Artisans work for the wealthy but cannot afford their own produce.
Artisans work for the wealthy but cannot afford their own produce.
There are many variants of this expression. Those that refer to a cobbler are usually British in origin whereas the USA versions use shoemaker. These may be constructed as any combination of:
The (cobbler/shoemaker) always (wears the worst shoes/goes barefoot/has no shoes).
The poorly shod person may also be the cobbler/shoemaker’s wife or children or family. More widely, many expressions have been cobbled together in the form of “The ‘X’ always has the worst ‘product of X'”.
For the definitive version we need to find the earliest example in print, which is in John Heywood’s 1546 glossary A Dialogue conteinyng the nomber in effect of all the Prouerbes in the Englishe tongue:
But who is wurs shod, than the shoemakers wyfe,
With shops full of newe shapen shoes all hir lyfe?
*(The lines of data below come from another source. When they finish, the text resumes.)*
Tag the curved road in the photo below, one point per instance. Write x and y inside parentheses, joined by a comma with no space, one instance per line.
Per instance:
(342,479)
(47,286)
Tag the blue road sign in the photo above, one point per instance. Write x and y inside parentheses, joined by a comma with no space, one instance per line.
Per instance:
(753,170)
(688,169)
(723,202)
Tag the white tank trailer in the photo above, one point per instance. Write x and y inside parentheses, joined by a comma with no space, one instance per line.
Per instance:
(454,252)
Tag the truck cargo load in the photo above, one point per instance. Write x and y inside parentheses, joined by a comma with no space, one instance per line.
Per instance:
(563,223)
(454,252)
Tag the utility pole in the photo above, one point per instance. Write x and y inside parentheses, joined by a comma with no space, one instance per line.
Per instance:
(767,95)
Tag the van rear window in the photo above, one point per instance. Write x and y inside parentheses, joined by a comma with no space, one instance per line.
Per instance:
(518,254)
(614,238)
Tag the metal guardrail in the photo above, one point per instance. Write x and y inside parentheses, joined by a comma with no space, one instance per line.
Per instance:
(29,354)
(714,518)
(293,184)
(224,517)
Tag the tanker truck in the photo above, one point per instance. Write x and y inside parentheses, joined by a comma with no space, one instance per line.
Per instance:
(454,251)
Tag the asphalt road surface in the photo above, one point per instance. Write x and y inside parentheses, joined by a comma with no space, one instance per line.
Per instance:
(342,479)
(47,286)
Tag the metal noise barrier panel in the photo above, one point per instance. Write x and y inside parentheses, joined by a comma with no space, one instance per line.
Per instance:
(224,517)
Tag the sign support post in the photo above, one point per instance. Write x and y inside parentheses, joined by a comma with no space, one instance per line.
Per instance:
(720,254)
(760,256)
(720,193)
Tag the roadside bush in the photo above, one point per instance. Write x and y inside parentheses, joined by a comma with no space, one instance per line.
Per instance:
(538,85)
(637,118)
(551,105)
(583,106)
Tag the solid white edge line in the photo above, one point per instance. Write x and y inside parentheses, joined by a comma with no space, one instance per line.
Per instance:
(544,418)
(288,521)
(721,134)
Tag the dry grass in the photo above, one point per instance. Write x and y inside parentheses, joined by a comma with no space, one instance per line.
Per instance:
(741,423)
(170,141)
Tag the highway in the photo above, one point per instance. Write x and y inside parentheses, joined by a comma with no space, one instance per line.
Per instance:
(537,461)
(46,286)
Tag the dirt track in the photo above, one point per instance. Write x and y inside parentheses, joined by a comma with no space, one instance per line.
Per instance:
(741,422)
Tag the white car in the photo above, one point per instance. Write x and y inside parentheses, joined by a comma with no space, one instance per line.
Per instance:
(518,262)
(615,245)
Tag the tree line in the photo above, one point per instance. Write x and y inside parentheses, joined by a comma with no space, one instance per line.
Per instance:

As with many proverbial sayings, there’s an everyday truth conveyed by this expression. A modern variant, which I know to my cost from my days working in IT, might be “the computer expert is the last person to back up their work”.
However, times change and cobblers aren’t the back-room artisans they used to be. These days shoemakers like Jimmy Choo and Christian Louboutin can no doubt well afford to wear their own shoes. Likewise the multi-millionaire car driver Michael Schumacher.